Abstract
To better understand how flooding and tree fall structure forests in the Amazon, I sampled vegetation plots within three blackwater forests (least flooded, medium flooded, highest flooded) and their tree fall gaps in the Peruvian Amazon. I found (1) increased flooding decreased family richness in the closed-canopy forests but increased it in their gaps, with no trends for no. of unique species, (2) flooding decreased stem size everywhere as did the number of stems as size increased especially for larger stems, (3) Green's index showed clumping only for least-flooded forests with the closed-canopy forest showing more than its tree fall gap, and (4) both flooding and tree fall gap creation decreased canopy coverage perhaps as an additive effect. Further among the stem size classes, only the smallest stems were significantly affected by openness and by type of forest, with a significant interaction term where flooding significantly decreased the number of these smaller stems in all forests and their gaps, except those with the highest level of flooding. Also tree fall gaps had significantly more, smaller stems than their forests in the two most-flooded forests, but not in the least-flooded forest. I conclude that flooding is a greater stressor and influence on the structure of these forests than tree fall, and so, in these forests, gradients and disturbances overlap in their traditional roles.
Introduction
Plants respond to both abiotic and biotic factors in the environment which are often organized along gradients (Walter Citation1973; Whittaker Citation1975) and after disturbances (Gleason Citation1926; Pickett & White Citation1985). Common gradients include precipitation, elevation, and temperature. Disturbances range from the very severe (e.g. landslides [Myster Citation1997]) to the less severe (conversion to agriculture [Myster Citation2007b], tree fall [Everham et al. Citation1996]) where biomass lost may be their currency (Tilman Citation1988; Myster Citation2003).

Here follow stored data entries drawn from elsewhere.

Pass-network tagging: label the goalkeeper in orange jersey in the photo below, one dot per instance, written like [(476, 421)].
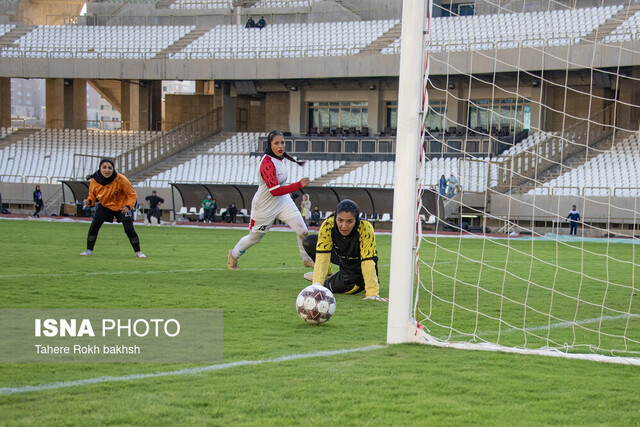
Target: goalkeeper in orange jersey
[(348, 241), (116, 197)]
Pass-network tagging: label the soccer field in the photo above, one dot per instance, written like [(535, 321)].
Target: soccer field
[(277, 370)]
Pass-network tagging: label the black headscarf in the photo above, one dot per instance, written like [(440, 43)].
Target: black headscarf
[(347, 247), (270, 152), (98, 176), (348, 205)]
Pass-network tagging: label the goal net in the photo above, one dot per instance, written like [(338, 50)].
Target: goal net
[(518, 162)]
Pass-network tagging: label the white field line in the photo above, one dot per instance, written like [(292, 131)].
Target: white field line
[(110, 273), (187, 371)]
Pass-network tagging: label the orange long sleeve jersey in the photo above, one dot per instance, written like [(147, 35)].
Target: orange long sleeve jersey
[(115, 195)]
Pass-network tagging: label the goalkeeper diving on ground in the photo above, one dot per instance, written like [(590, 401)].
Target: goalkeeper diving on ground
[(348, 241)]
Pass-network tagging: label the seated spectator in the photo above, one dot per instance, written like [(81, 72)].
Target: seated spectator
[(230, 214)]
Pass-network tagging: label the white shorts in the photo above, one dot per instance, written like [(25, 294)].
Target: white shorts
[(261, 222)]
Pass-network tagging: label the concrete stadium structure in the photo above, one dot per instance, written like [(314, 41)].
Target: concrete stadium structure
[(256, 87)]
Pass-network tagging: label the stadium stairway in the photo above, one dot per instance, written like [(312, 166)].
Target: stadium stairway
[(17, 136), (20, 30), (580, 158), (181, 157), (383, 41), (599, 33), (342, 170), (183, 42)]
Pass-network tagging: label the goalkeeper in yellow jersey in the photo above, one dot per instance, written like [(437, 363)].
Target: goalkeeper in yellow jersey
[(349, 242)]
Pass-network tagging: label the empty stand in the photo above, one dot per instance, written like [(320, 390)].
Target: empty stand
[(286, 40), (511, 30), (78, 41), (49, 153)]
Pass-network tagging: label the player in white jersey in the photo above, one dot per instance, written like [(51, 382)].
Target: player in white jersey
[(273, 201)]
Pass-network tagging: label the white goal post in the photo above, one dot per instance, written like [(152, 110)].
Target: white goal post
[(534, 104)]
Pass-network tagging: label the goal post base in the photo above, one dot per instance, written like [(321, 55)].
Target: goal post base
[(416, 334)]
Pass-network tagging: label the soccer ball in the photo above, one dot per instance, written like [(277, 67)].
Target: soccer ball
[(315, 304)]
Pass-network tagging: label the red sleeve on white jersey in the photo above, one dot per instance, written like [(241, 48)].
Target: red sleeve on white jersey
[(268, 172)]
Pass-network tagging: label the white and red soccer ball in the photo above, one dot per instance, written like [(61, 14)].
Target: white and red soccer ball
[(315, 304)]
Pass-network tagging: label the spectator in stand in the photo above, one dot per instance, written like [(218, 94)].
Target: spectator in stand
[(154, 206), (574, 218), (37, 201), (315, 217), (305, 208), (209, 206), (452, 184), (443, 185), (231, 211)]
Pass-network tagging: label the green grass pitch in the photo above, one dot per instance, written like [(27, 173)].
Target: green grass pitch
[(40, 267)]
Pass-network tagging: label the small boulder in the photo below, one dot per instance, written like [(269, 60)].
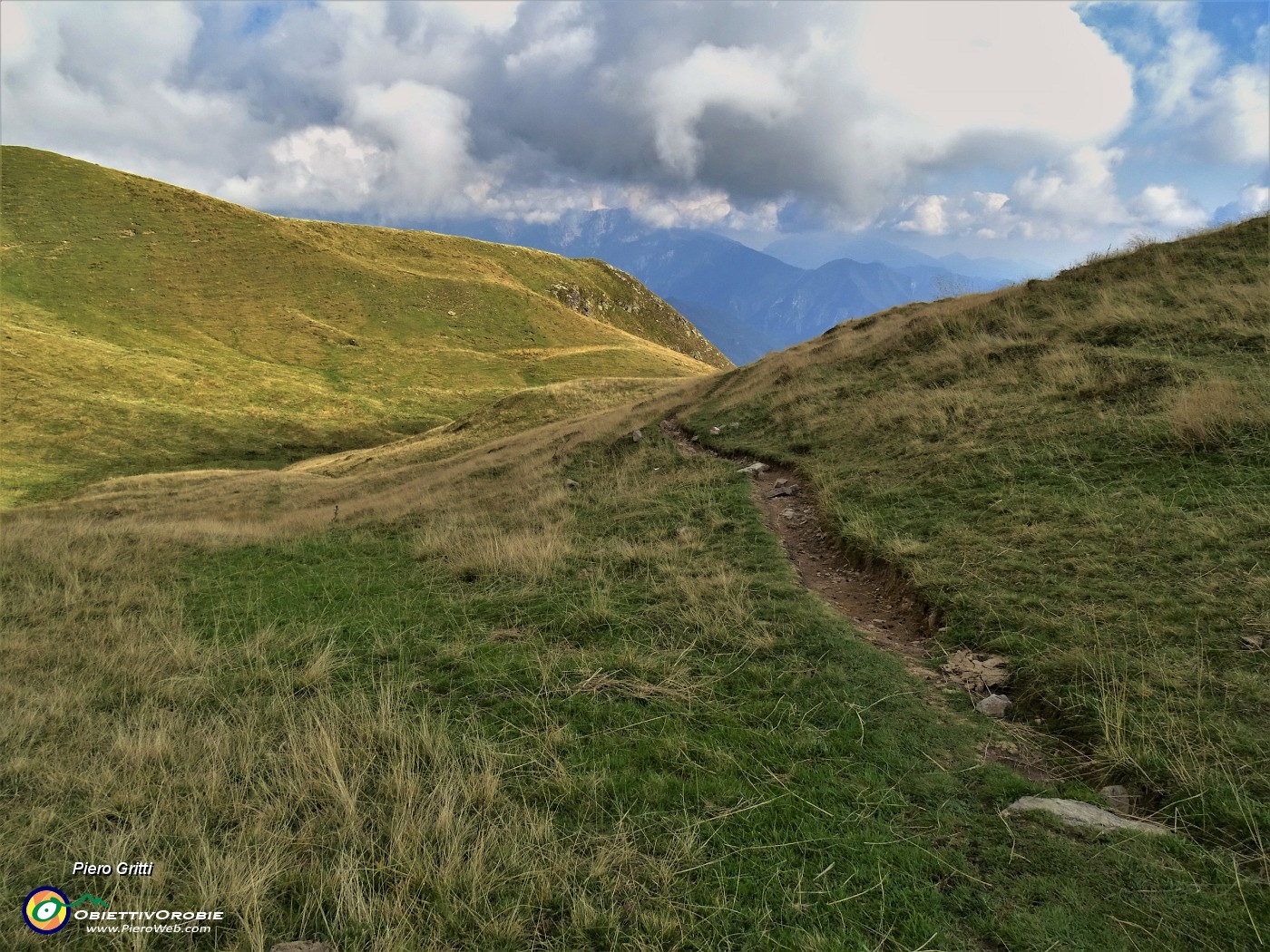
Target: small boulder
[(1073, 812), (994, 706)]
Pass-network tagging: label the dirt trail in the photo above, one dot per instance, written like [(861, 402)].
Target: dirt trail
[(875, 599)]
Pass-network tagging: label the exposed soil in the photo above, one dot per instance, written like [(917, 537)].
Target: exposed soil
[(875, 598)]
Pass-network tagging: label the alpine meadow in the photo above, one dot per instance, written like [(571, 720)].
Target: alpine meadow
[(391, 590)]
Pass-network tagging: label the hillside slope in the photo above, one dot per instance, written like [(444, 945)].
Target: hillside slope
[(151, 327), (746, 301), (1076, 472)]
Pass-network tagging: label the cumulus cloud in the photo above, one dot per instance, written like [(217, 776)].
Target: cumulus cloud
[(1215, 111), (1073, 197), (402, 110), (1253, 199)]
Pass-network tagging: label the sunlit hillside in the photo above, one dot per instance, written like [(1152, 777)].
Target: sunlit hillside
[(530, 682), (1077, 472), (143, 326)]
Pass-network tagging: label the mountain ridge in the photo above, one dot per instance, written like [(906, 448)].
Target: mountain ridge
[(167, 329), (747, 301)]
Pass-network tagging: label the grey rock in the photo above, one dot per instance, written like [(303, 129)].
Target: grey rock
[(1073, 812), (994, 704)]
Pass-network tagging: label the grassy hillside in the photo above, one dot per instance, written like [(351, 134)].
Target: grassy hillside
[(484, 710), (143, 326), (1077, 472), (549, 687)]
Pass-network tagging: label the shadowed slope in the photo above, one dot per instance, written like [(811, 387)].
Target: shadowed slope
[(1075, 472)]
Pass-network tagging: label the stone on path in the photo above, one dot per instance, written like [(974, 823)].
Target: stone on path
[(994, 706), (1073, 812)]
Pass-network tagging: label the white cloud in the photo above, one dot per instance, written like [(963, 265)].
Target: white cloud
[(1075, 193), (1072, 199), (748, 82), (1209, 111), (972, 66), (683, 113), (1167, 207)]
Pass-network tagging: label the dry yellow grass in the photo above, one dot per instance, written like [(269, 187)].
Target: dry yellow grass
[(237, 761)]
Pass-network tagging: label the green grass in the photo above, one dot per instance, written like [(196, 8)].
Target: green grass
[(479, 708), (1075, 472), (530, 717), (146, 327)]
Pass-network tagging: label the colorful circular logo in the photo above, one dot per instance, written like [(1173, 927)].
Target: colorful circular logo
[(46, 909)]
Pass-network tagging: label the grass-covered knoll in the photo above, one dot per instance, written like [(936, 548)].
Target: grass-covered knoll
[(146, 327), (488, 711), (1077, 473)]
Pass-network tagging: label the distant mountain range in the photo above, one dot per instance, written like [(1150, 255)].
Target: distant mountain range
[(749, 302)]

Humans have been part of the vast forest–river system of the Amazon basin for many thousands of years, and there is some paleoecological data of their land use. This influence could have significant for much of the Holocene, for example, in occupation of lakeside sites and the cultivation of maize (Weng et al. Citation2002). The vegetation mosaic of any landscape is, therefore, largely determined by gradients and historical disturbances (Turner & Dale Citation1991; Myster Citation2001), and, consequently, examination of an ecosystem's gradients and disturbances – and the responses of their plants to them – is critical to understanding its structure, function, and dynamics.

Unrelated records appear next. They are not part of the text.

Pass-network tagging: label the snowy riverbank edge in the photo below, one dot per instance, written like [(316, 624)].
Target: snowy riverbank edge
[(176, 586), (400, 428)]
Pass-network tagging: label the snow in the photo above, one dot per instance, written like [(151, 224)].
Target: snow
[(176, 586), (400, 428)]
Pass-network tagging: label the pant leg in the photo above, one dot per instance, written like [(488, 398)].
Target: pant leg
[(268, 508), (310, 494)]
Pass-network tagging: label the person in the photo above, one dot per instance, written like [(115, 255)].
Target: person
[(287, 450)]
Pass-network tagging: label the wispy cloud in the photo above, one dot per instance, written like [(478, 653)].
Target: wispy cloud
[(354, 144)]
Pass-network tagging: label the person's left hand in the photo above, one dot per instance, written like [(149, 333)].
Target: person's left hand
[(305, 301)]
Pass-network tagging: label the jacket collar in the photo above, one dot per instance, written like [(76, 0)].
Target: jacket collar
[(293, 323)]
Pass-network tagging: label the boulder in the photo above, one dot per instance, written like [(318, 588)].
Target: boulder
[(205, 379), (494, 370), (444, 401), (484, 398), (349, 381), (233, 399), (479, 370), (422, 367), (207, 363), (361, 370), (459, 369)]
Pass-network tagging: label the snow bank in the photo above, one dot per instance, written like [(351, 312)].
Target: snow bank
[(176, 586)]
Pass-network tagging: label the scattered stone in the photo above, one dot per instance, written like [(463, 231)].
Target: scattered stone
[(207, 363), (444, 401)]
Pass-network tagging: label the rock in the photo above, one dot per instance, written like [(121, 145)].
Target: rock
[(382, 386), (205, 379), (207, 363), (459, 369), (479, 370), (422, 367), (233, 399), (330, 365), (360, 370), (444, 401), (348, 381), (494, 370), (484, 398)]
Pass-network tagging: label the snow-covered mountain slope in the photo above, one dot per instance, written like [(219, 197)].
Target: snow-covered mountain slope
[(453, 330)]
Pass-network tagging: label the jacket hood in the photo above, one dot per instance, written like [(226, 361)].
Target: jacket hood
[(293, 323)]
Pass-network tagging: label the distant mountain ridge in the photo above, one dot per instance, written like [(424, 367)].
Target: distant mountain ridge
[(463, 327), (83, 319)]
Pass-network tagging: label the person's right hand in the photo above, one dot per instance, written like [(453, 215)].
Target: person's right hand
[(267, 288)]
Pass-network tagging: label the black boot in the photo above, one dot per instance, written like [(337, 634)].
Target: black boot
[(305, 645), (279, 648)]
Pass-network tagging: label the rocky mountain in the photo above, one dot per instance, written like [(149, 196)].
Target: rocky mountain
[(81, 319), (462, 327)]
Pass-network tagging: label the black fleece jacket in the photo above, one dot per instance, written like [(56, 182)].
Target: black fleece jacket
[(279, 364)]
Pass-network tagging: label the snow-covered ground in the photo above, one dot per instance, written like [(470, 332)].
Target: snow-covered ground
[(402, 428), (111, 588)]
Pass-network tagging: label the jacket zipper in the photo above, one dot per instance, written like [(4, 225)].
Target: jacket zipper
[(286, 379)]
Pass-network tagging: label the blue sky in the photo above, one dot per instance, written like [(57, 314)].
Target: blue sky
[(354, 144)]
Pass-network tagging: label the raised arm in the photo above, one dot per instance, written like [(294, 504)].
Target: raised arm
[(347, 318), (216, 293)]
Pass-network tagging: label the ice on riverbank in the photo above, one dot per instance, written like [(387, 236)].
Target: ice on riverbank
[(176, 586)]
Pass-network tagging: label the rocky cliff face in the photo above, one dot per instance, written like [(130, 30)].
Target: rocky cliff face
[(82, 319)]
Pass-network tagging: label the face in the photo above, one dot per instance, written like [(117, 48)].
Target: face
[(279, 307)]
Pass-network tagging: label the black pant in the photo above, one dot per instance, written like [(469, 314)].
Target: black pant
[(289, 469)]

In the Amazon basin, flooding forms major gradients – varying in frequency, duration, depth, and local spatial variation – which explain much of plant distribution, composition, association, and abundance (Junk Citation1989; Lamotte Citation1990). Whereas the unflooded Amazonian rainforest may resemble rainforests in other areas in the Neotropics (Lopez & Kursar Citation1999; Myster & Santacruz Citation2005; Myster Citation2012a), flooded forests have a unique biology and ecology (Kalliola et al. Citation1991). For example, common plant adaptations to flooding include (1) seed structures, so that seeds can escape predation from both terrestrial mammals and fish in order to germinate where fish may also disperse seeds, (2) seedling strategies of growing fast in order to have their leaves above the next ‘high tide’ or being able to endure extended submersion, and (3) special root structures, such as aerenchyma tissue, to facilitate gas exchange under water needed in part because of reduction in oxygen solubility in water under high temperatures (Junk Citation1989; Lopez & Kursar Citation1999; Parolin et al. Citation2004). The most common forest disturbance in the vast areas of the Western Amazon that have not been logged or converted to agriculture (Myster Citation2007b) is natural tree fall (Everham et al. Citation1996; Myster Citation2009), and the resulting gap dynamics in flooded forests should also have unusual aspects (Lamotte Citation1990).
Therefore, in order to better understand how Amazonian rainforests are structured, and to collect data urgently needed in the Neotropics for sound, sustainable management efforts, I used data from forest and gap plots in each of these three forest types found in northeastern Peru: blackwater forest that floods 1–2 months per year (called dry here for ease of presentation), blackwater forest that is under water 3–5 months per year (called wet), and blackwater forest which is under water for at least 6 months out of the year (called very wet). I used those data to test the interactive effects of blackwater forest type (dry, wet, very wet) × forest openness (closed-canopy, tree fall gap) on floristics (family richness, no. of unique species) and physical structure (mean stem size, stem size distribution, dispersion, canopy coverage). Two previous analyses of this data-set (Myster Citation2007a, Citation2010) focused on species richness, genera richness, average height, maximum height, basal area, stem density, above-ground biomass, turnover, and Fisher's alpha.
Materials and methods
Study site
The study site is the Area de Conservacion Regional Comunal de Tamshiyacu-Tahuayo (ACRCTT: www.perujungle.com; Gottdenker & Bodmer Citation1998; Myster Citation2007a, Citation2009, Citation2010) located in Loreto Province, 80 miles southeast of Iquitos, Peru (~2°S, 75°W) with a mean elevation of 106 m. The reserve is part of one of the largest (270,654 ha) protected area in the Amazon, containing wet lowland tropical rainforest (Lugo & Lowe Citation1995; Myster & Santacruz Citation2005; Myster Citation2012a) of high diversity (Daly & Prance Citation1989; Daly & Mitchell Citation2000). It is comprised of low, seasonally inundated river basins of the upper Amazon and named for the Tahuayo and Tamshiyacu rivers which form boundaries to the north and west. The substrate of these forests is composed of alluvial and fluvial Holocene sediments from the eastern slopes of the Andes. Annual precipitation ranges from 2.4 to 3.0 m per year, and the average temperature is relatively steady at 26°C.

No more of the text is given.